Kandungan vitamin pada tuna sangat tinggi. Mencapai 2,183 IU. konsumsi 100 gram ikan tuna sirip biru cukup untuk memenuhi 43,6% kebutuhan vitamin A akan tubuh setiap harinya. Vitamin A sangat baik untuk pemeliharaan sel epitel, peningkatan imunitas tubuh, pertumbuhan, penglihatan, dan reproduksi. Ikan tuna juga merupakan sumber vitamin B6 dan asam folat. World’s Health Rating dari The George Mateljan Foundation menggolongkan kandungan vitamin B6 tuna dalam kategori “sangat baik” karena mempunyai nutrient density yang tinggi, yaitu mencapai 6,7 (batas kategori sangat baik adalah 3,4-6,7). Vitamin B6 bersama asam folat dapat menurunkan level homosistein yang sangat berbahaya bagi pembuluh arteri dan sangat potensial sebagai potensial sebagai penyebab kolestero, namun kadarnya cukup rendah dibandingkan dengan pangan hewani lainnya. Kadar kolesterol pada ikan tuna adalah 38-45 mg/100 g ikan. Daging ikan tuna terdiri dari dua bagian yaitu daging putih dan daging merah kurang lebih 1/6 bagian. Daging merah mempunyai kandungan mioglobin tinggi, yang diimbangi dengan banyaknya jaringan pengikat dan pembuluh darah, sementara daging putih mempunyai jenis-jenis protein yang berkualitas tinggi.  Kadar protein pada ikan tuna hampir dua kali kadar protein pada telur yang selama ini dikenal sebagai sumber protein utama. Kadar protein per 100 gram ikan tuna dan telur masing-masing 22 gram dan 13 gram (Kordi, 2010).
kandungan gizi thunnus obesus
Gambar 6. Kandungan gizi Hawaii Bigeye Tuna (Thunnus obesus)

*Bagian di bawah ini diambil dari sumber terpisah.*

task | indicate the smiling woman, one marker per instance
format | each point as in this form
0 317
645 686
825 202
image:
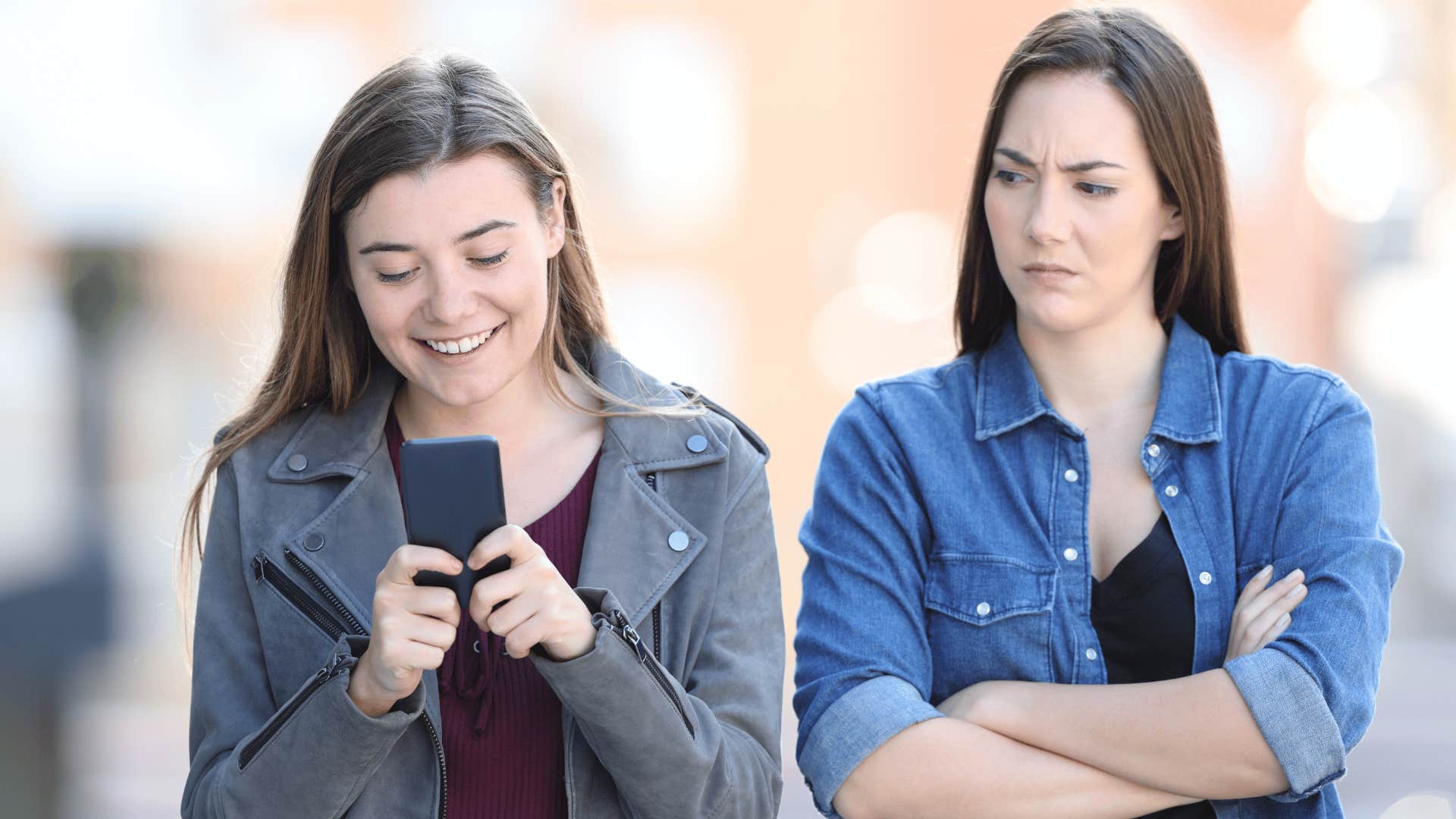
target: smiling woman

(Sumber: Dobbs dan John, 2016)

Kesehatan
Menurut Kordi (2010), kandungan gizi pada ikan tuna sangat efektif untuk menyembuhkan berbagai penyakit, salah satunya. Sebuah studi yang pernah dilakukan selama 15 tahun menunjukan bahwa konsumsi ikan tuna sebanyak 2-4 kali setiap minggu dapat mereduksi 27% risiko penyakit stroke daripada yang hanya mengonsumsi 1 kali dalam sebulan. Konsumsi ikan tuna 5 kali dalam seminggu dapat mereduksi penyakit stroke hingga 52%; konsumsi ikan tuna sebanyak 13 kali dalam seminggu dapat mengurangi risiko tubuh dari ischemic stroke, yaitu stroke yang disebabkan oleh kurangnya aliran darah ke otak. Dari delapan penelitian yang tercatat dalam The George Mateljan Foundation (2006), konsumsi ikan tuna sebanyak 1-3 kali/bulan dapat mengurangi risiko ischemic stroke sebesar 9%. Selanjutnya, risiko menurun sebanyak 13% pada konsumsi ikan tuna sekali seminggu, 18% pada konsumsi tuna 2-4 kali/minggu, dan 31% pada konsumsi tuna 5 kali atau lebih setiap minggunya. Sebuah penelitian yang dipublikasikan dalam 6th Congress of The International Society for the Study of Fatty Acid and Lipid pada Desember 2004 telah membuktikan bahwa ikan tuna dapat mencegah obesitas dan sangat baik untuk penderita diabetes melitus tipe 2. Hal itu karena kandungan EPA yang tinggi pada ikan tuna dapat menstimulasi hormon leptin, yaitu hormon yang membantu meregulasi asupan makanan. Dengan regulasi tersebut, tubuh akan terhindar dari konsumsi makanan berlebihan penyebab obesitas.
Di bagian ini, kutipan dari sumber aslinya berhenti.